[net.micro] arrgh: repeat again: Zobkoff data compression message.

BILLW@SRI-KL.ARPA (07/01/84)
From:  William Chops Westfield <BILLW@SRI-KL.ARPA>

If this whole thing doesnt make it, Im going to give up.  You can
FTP the description from SRI-KL::<BILLW>CONCEPT.DATA-COMPRESSION
using anonymous login.  perhaps INFO-MICRO-REQUEST will FTP it
over to BRL and send it locally...  We should be running new
net software Real Soon Now...
--------------------------------------------------------------------
Date:  5 Aug 1981 2251-EDT
From:  (Leonard N Zubkoff) <Zubkoff at CMU-20C>
Subject: New Concept-100/104 Software

This is a general announcement to the ArpaNet community of an alternate
set of software that may become available for the Concept line of
terminals made by Human Designed Systems (HDS).

For the past several months, I have been engaged in a personal project
to rewrite the Concept software in order to provide a level of
functionality more in keeping with the needs and capabilities of the
Computer Science community.  While the software is not yet completely
written, it has been operational for the last 3 months and is in use in
several terminals here at Carnegie-Mellon University.

Since we at CMU have copies of the original HDS software under a
non-disclosure agreement, I am not at liberty to distribute the software
I have written beyond CMU.  I have been in contact with officials of
HDS, and they have shown interest in making this available to the
Concept user community if there is sufficient demand.

The purpose of this message is two-fold.  First, I want to solicit
comments about the software I've designed in order that I may
incorporate other features that I may have overlooked.  Second, I need
to determine whether there is a demand in the Concept user community
either to upgrade existing terminals or purchase new ones with my
software as opposed to the standard software supplied by HDS.

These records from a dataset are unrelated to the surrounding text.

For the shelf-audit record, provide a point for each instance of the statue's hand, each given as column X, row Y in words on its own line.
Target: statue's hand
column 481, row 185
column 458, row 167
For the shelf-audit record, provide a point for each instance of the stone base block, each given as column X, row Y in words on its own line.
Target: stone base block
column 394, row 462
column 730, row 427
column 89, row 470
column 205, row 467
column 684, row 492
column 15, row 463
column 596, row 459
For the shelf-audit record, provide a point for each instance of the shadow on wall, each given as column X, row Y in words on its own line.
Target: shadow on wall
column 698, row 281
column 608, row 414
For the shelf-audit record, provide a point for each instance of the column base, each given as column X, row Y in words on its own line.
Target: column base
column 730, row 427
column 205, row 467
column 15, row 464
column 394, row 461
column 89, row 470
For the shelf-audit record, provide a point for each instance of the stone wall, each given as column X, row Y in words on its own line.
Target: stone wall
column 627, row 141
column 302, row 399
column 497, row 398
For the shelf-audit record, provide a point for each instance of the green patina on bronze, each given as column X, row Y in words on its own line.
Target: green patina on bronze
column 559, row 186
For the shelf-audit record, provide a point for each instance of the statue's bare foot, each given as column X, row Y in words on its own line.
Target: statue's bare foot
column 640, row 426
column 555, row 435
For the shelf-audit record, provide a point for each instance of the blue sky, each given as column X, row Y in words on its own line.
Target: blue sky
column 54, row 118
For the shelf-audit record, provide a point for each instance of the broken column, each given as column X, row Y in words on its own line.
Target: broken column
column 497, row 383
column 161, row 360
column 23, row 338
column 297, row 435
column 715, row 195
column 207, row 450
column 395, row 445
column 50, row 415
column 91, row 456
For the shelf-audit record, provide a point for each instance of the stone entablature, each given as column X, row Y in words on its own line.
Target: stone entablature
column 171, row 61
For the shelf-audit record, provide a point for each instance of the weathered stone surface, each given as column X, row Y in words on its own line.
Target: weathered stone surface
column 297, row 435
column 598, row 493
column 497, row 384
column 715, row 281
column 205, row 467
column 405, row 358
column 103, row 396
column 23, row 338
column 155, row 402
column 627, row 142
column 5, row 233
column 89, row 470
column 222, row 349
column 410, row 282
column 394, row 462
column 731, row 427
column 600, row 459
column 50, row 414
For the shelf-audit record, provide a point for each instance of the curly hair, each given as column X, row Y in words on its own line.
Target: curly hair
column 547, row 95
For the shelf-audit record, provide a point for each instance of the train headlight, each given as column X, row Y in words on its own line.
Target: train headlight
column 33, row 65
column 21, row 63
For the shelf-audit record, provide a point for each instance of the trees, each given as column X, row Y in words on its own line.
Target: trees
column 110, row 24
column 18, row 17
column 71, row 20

Let me begin by giving a brief description of the goals I set for the
software.  The software was designed explicitly for the type of
environment we have now and are developing at CMU.  At present, screen
oriented editing with Tops-20 Emacs/Tops-10 Fine/Unix Emacs is the norm
and terminals are used both at home over dialup lines and in offices at
1200 baud and 9600 baud.  In the future, Spice (personal) machines will
be the dominant resource in the department and terminals like the
Concept will have little use except as a home terminal with which to
call up one's Spice machine.  Thus the dominant use of the terminal
where sophisticated capabilities are required is in the area of screen
management by an editor.  In addition, the likelihood that most of these
terminals will ultimately be used from home over a 300 or 1200 baud
dialup line has made the issue of efficient screen management extremely
critical.  All office terminals will be supported at 9600 baud in the
near future.  Thus the issues of efficient screen management and data
transmission to the terminal emerged as the most critical areas
deficient in most terminals available commercially, and it is to
optimize the Concept terminal in these respects that the greatest part
of the development of my software has been devoted.  Since we already
have a great deal of software that supports Concept terminals, it was
also necessary that my software be able to emulate a Concept with HDS
software to such a degree that the normal Emacs, Fine, BBoard, and other
programs would operate properly without change.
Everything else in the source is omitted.